Como eu disse num comentário anterior, eu já tenho o ritual de dividir a história antes de escrever. E essa preparação é o mais desafiador, sem dúvida nenhuma! Porém, uma vez que esses 6 itens estejam prontos, partir pra prosa é bem fácil e encorajador. Mas como eu faço isso? Dei uma resumida aqui que vai ajudar a entender meu processo:
a) Conto minha história em duas ou três frases, com início, meio e fim.
b) Traço uma linha num papel e faço uma divisão dos 3 atos e dois pontos de virada.
c) Faço uma escaleta diluindo a história em vários capítulos.
d) Crio fichas detalhadas dos personagens principais (e isso envolve outro método separado que também é um pouco mais complexo).
e) Amarro os capítulos para não ficar nenhuma ponta solta.
f) Escrevo a prosa.
É importante que cada item desse seja tratado com o mesmo carinho com que se trata a prosa.
Como você lida com as travas da escrita, como a procrastinação, o medo de não corresponder às expectativas e a ansiedade de trabalhar em projetos longos?
Não lido e acho que ninguém deveria. “Trava da escrita” pode ser um monte de coisa que todo mundo acaba batizando pelo mesmo nome. Às vezes o cara tá deprimido porque falta grana pra pagar a luz! Poxa, é difícil escrever assim. Isso é “trava de escrita”? Pra mim isso é trava de tudo!
Eu não acredito mais em bloqueio criativo, principalmente depois que comecei a montar metodologia pra escrever. Quando você se prepara antes, não há bloqueio.
Quanto ao medo de não corresponder às expectativas, vai de cada um. Eu adoro quando blogueiros e blogueiras pegam meus livros e prometem fazer resenha. Fico nas nuvens! E me borrando de medo.
Quantas vezes você revisa seus textos antes de sentir que eles estão prontos? Você mostra seus trabalhos para outras pessoas antes de publicá-los?
Eu nunca reviso porque isso tem de ser feito por um(a) profissional.
Agora… mostrar o livro a alguém antes de pensar em publicar é essencial. Qual o melhor tipo de leitor beta? Aquele que você sabe que vai falar “tá uma merda”.
Meu conselho seria: “nunca deixe a vontade de receber elogio te fazer entregar o livro a um amigo puxa-saco”. Isso prejudica muito, mas muito mais.
Como é sua relação com a tecnologia? Você escreve seus primeiros rascunhos à mão ou no computador?
À mão eu só escrevo aquilo que eu tô com pressa pra registrar, mas os originais vão sempre o computador. Odeio máquina de escrever, também. Troço desconfortável e lerdo!
Mas eu queria uma vintage na minha estante, só pra olhar.
De onde vêm suas ideias? Há um conjunto de hábitos que você cultiva para se manter criativo?
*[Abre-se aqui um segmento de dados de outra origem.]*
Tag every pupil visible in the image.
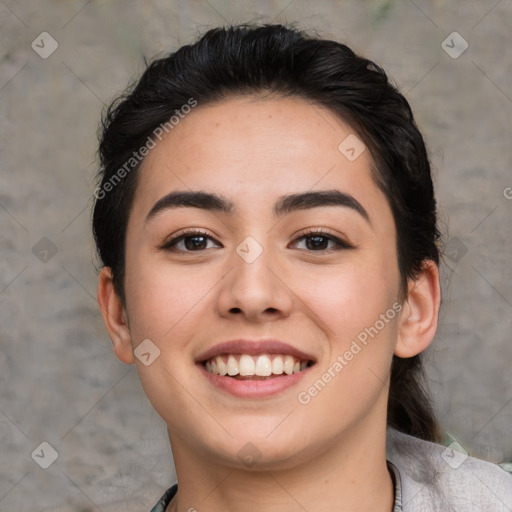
[306,236,327,249]
[185,236,206,250]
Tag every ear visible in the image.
[395,260,441,358]
[98,267,134,364]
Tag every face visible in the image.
[121,97,401,468]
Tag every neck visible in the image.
[168,412,394,512]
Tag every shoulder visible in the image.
[386,428,512,512]
[150,484,178,512]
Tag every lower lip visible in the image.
[197,363,311,398]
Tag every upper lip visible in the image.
[197,339,315,363]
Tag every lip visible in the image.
[196,339,316,363]
[196,339,316,398]
[197,363,311,398]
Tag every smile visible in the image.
[204,354,313,380]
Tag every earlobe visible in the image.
[97,267,134,364]
[395,260,441,358]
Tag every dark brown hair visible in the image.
[93,25,440,441]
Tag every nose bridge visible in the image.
[219,234,291,320]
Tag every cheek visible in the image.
[126,254,219,344]
[297,251,398,343]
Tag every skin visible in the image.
[98,96,440,512]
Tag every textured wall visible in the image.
[0,0,512,512]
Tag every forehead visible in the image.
[130,96,382,222]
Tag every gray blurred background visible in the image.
[0,0,512,512]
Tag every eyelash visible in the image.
[158,228,354,253]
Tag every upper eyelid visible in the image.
[160,227,352,252]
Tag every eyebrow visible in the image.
[145,189,372,226]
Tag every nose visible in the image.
[218,237,294,323]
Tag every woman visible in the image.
[93,25,512,512]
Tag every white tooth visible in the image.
[240,354,254,375]
[215,356,228,375]
[272,356,283,375]
[255,355,272,377]
[227,356,238,377]
[283,356,293,375]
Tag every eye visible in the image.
[294,229,353,252]
[159,230,222,252]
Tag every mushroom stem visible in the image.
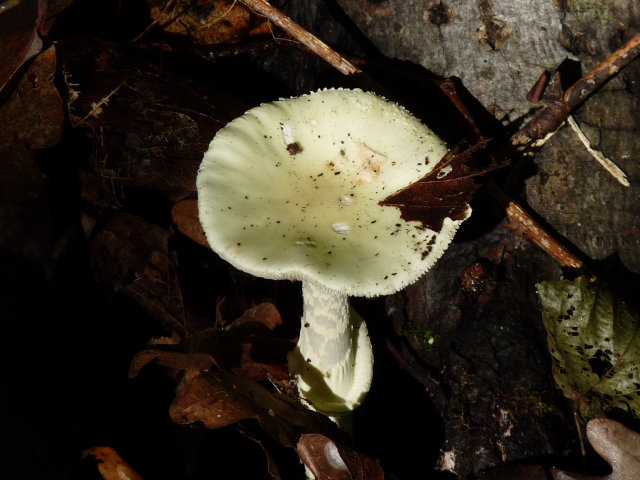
[289,281,373,414]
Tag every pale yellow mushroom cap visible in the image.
[197,89,471,296]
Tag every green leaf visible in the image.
[537,277,640,417]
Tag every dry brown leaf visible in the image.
[83,447,142,480]
[170,368,342,448]
[380,140,502,232]
[91,213,183,331]
[147,0,269,45]
[171,199,210,248]
[129,349,215,378]
[0,45,64,150]
[552,418,640,480]
[59,41,235,199]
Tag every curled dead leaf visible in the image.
[83,447,142,480]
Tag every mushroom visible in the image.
[197,89,471,415]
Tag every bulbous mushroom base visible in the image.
[289,282,373,415]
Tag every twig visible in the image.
[564,33,640,110]
[567,115,631,187]
[240,0,360,75]
[487,182,585,269]
[511,34,640,149]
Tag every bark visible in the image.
[330,0,640,478]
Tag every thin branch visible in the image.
[240,0,360,75]
[564,33,640,110]
[567,115,631,187]
[487,182,585,269]
[511,33,640,149]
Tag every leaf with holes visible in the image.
[537,277,640,416]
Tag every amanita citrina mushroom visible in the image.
[197,89,471,415]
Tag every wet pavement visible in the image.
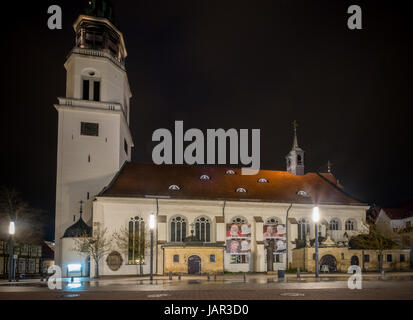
[0,273,413,300]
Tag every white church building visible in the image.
[55,1,368,276]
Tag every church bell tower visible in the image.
[55,0,133,276]
[285,120,304,176]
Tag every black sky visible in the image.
[0,0,413,239]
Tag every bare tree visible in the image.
[113,227,150,276]
[0,186,45,244]
[73,227,113,278]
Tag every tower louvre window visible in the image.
[82,80,89,100]
[123,139,128,155]
[80,122,99,137]
[93,81,100,101]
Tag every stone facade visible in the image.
[163,246,224,274]
[292,248,410,272]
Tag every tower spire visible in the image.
[286,120,304,176]
[292,120,298,149]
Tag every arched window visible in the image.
[128,217,145,264]
[346,219,356,230]
[232,217,247,223]
[329,219,340,230]
[265,217,281,225]
[195,217,211,242]
[298,218,310,240]
[171,216,187,242]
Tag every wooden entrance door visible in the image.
[188,256,201,274]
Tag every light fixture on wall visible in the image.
[313,206,320,278]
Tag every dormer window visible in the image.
[297,190,310,197]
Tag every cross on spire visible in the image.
[291,120,298,149]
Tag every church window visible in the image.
[195,217,211,242]
[80,122,99,137]
[82,80,89,100]
[330,219,340,230]
[170,216,187,242]
[128,217,145,264]
[346,220,356,230]
[93,81,100,101]
[265,217,281,225]
[230,254,248,264]
[297,190,310,197]
[297,218,310,240]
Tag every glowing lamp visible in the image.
[9,221,16,235]
[149,214,155,230]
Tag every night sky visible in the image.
[0,0,413,239]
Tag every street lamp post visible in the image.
[9,221,16,282]
[313,207,320,278]
[149,214,155,282]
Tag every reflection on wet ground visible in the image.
[0,274,413,292]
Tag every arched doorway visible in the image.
[188,256,201,274]
[320,254,337,272]
[351,256,360,266]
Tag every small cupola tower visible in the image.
[285,120,304,176]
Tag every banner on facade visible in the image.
[263,224,287,254]
[227,223,251,238]
[226,239,251,254]
[264,224,287,240]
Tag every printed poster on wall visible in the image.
[226,239,251,254]
[227,223,251,238]
[263,224,287,253]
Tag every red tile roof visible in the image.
[99,163,363,205]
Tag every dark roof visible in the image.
[99,162,363,205]
[63,216,92,238]
[383,208,413,220]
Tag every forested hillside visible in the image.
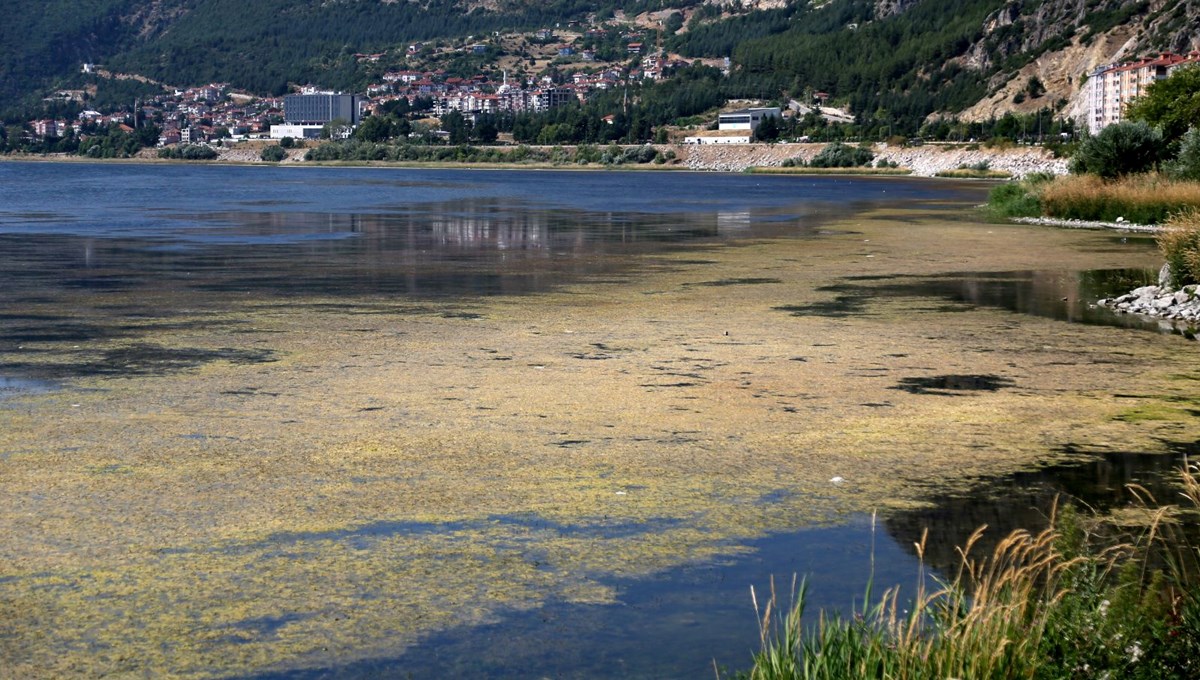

Todas, sem exceção, vêm do dia-a-dia. Vêm das conversas nos ônibus e metrôs, dos vendedores ambulantes, das donas-de-casa. Costumo inclusive deixar um app gravador de voz à mão pra registrar alguma ideia bem no meio do trânsito, quando necessário.
Essas situações ganham roupagem fantástica nas minhas histórias, mas de uma forma ou de outra, todas existiram e eu presenciei.
O que você acha que mudou no seu processo de escrita ao longo dos anos? O que você diria a si mesmo se pudesse voltar à escrita de seus primeiros textos?
Eu sou implacável quando o assunto é criticar e o que mais critico é meu próprio texto. “O Brakki “saiu em Setembro de 2018 e tá arrebentando, graças a Carl Sagan, mas esse livro nasceu em 2015! Ficou tão ruim que em 2017 eu deletei o arquivo e o reescrevi inteiro.
Que projeto você gostaria de fazer, mas ainda não começou? Que livro você gostaria de ler e ele ainda não existe?
Esse ano escrevi um longa-metragem e vou tentar de tudo pra conseguir levantar grana pra rodá-lo. Mas a Mirta não vai parar no primeiro livro, isso é uma certeza (desde que eu esteja vivo e com saúde)! Quero fazer uma coletânea de novelas da personagem.
Outra coisa que já está acontecendo é a tradução da loirinha pra eu levá-la para o exterior.
Quanto à segunda pergunta, eu só lamento que escritores que adoro, como o Tolkien, já tenham morrido. Eu queria ler ainda muito mais!